Events are actions that happen in the browser (click, scroll, keypress, input, etc.). You can run functions in response.

2. addEventListener()

Attach a function to run when an event occurs.

element.addEventListener("click", function () {
  console.log("Clicked");
});

Common events:

  • click
  • mouseover / mouseout
  • keydown / keyup
  • input
  • submit
  • change

3. Named Function Example

function greet() {
  console.log("Hello");
}

button.addEventListener("click", greet);

4. Arrow Function Example

button.addEventListener("click", () => {
  console.log("Clicked!");
});

5. Accessing the Event Object

Every event listener gets an event object with info about the action.

element.addEventListener("click", function (event) {
  console.log(event.target); // the element that was clicked
});

6. Prevent Default Behavior

Use event.preventDefault() to stop default actions like form submit or link navigation.

form.addEventListener("submit", function (e) {
  e.preventDefault();
  console.log("Form blocked");
});

7. Event Delegation

Listen to a parent and handle clicks from child elements using event.target.

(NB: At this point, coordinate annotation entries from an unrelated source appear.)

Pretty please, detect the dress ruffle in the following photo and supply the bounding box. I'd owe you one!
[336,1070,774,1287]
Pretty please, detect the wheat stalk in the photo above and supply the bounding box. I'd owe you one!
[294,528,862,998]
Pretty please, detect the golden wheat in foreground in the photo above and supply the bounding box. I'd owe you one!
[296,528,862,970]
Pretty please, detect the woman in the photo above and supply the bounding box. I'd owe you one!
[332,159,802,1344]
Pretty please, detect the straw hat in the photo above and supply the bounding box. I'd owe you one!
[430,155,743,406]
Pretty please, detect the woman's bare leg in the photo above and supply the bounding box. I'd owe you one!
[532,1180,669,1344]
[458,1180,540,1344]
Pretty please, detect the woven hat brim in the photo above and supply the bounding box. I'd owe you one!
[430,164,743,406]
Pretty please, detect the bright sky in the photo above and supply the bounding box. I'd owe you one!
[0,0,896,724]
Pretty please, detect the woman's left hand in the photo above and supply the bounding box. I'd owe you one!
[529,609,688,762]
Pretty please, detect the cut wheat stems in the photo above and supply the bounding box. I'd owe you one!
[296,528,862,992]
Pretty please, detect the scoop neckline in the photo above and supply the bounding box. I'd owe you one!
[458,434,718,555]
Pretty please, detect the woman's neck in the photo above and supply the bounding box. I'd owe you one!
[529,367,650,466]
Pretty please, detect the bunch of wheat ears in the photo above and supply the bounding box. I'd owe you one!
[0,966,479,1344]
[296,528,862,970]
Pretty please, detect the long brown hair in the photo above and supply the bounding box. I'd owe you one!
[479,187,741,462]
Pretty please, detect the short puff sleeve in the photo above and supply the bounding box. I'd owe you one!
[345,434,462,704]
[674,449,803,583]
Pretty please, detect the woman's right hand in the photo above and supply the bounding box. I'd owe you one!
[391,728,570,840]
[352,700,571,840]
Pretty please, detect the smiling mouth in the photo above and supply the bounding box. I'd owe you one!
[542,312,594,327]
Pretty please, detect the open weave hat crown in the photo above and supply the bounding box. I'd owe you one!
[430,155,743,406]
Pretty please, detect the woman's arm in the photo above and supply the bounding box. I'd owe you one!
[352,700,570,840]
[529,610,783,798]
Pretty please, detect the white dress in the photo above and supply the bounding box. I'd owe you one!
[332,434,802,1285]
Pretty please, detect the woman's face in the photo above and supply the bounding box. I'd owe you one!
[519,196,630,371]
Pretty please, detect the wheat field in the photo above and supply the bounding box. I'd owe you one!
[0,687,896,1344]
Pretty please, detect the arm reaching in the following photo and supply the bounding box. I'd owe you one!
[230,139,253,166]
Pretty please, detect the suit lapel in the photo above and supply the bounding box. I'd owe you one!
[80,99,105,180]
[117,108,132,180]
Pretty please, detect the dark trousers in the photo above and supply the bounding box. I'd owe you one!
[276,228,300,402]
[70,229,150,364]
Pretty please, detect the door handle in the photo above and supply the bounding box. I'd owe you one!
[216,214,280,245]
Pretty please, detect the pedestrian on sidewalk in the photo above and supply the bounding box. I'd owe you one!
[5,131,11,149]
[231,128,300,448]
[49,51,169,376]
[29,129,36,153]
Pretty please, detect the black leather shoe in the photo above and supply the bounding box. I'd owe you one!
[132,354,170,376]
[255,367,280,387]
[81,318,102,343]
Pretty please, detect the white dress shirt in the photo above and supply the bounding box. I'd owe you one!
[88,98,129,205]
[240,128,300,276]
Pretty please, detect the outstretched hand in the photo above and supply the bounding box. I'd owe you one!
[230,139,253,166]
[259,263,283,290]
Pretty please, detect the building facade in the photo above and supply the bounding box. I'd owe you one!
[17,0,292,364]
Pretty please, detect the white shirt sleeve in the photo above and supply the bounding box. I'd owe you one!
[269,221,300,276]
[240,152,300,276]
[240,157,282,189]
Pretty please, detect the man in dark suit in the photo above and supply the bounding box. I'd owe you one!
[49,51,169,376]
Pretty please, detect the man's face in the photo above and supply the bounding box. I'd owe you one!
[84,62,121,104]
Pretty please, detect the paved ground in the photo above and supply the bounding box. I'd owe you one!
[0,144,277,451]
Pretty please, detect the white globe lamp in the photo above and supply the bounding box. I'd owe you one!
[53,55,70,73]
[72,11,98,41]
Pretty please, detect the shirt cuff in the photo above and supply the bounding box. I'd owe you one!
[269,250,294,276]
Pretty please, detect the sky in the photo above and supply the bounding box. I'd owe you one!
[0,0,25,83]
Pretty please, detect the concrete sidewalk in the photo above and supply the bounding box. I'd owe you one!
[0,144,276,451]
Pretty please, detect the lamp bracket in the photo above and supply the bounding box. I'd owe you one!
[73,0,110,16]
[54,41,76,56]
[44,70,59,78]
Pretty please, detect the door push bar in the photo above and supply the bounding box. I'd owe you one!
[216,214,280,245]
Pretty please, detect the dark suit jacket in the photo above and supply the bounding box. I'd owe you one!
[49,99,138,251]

document.querySelector("ul").addEventListener("click", function (e) {
  if (e.target.tagName === "LI") {
    e.target.classList.toggle("selected");
  }
});

8. Removing Event Listeners

function handler() {
  console.log("Removed after one use");
  btn.removeEventListener("click", handler);
}

btn.addEventListener("click", handler);

9. once Option

Automatically removes listener after first trigger.